The name "oplatki" or "oplatek" may vary depending on whether the tradition is being observed by families with a Polish, Slovak or Lithuanian background. It is also sometimes called "Angel Bread" which is English translation. In America the tradition is simply called "Christmas Wafers". Whatever the country, many nationalities have come to love this warm and wonderful Christian tradition.
The Christmas wafer tradition began because the word Bethlehem means "House of Bread." The breaking of bread has long been a sign of charity, unity, and friendship in many cultures. The Oplatki reminds us of this symbol of communion common to humanity, as well as in a fuller way the Eucharistic meal that Catholics participate in at each Mass. Just as we share in the Eucharist as one family in Christ and receive Christ's love through the Eucharist, the Oplatki wafer allows for one's family to come together and share the love they have for one another.

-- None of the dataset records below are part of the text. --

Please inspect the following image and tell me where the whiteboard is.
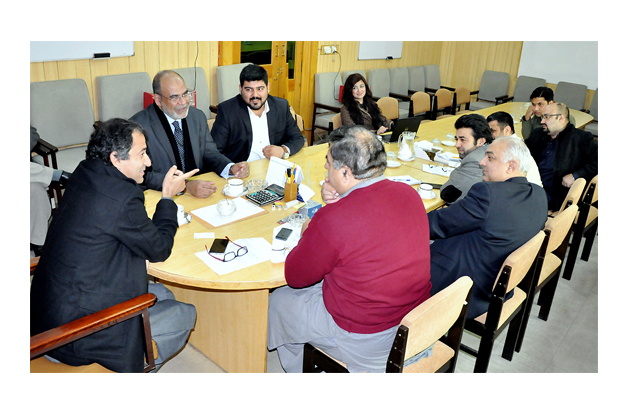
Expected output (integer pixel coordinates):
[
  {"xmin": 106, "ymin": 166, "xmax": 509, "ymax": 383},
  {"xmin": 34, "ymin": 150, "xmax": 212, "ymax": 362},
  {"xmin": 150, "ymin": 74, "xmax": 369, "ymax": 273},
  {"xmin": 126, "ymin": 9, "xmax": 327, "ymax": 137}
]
[
  {"xmin": 30, "ymin": 41, "xmax": 135, "ymax": 62},
  {"xmin": 358, "ymin": 41, "xmax": 404, "ymax": 60},
  {"xmin": 519, "ymin": 41, "xmax": 599, "ymax": 89}
]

The Oplatki Christmas tradition, as it is commonly celebrated in the home, goes something like this: Just before the Christmas Eve meal the entire family will gather around the table with the Christmas wafer. Generally the eldest member of the family, usually the father or mother, will begin the ritual by breaking off a piece of the wafer and passing it to another family member while giving a blessing. This blessing can simply consist of what you desire for your loved one in the upcoming year - whether it be good health, growth in God's grace, or happiness. It can also be a request for forgiveness and a desire for reconciliation. The Christmas wafer is then passed from person to person around the table until all have had a piece and all have been given blessings. Each person then consumes their piece of the Oplatek in a special display of love and solidarity between the whole family.
Friends of the family or other guests can also be invited to join in this Christmas tradition. The purpose of this act is primarily to express ones unconditional love and forgiveness for one another. This tradition can vary slightly depending on the nationality, or the celebration may be made more elaborate by including more symbolism, but this is generally the foundational idea.
If you have family and friends who live far away or overseas, the Christmas wafer is an excellent way to reach out to them and let them know they are loved and missed and still are an integral part of the family or group. The Oplatki wafers are so thin and surprisingly sturdy that they can be carefully mailed in a Christmas card without breaking. Today, many also purchase oplatek wafers to share among a special group of friends, such as friends from church or friends from the classroom. You can even send several Oplatki wafers to your friends and family members so that they can enjoy the tradition with those who are special to them.
However you incorporate the Oplatek tradition into your family, it is sure to be a wonderful way to celebrate the Christmas spirit: peace, love, joy, and goodwill.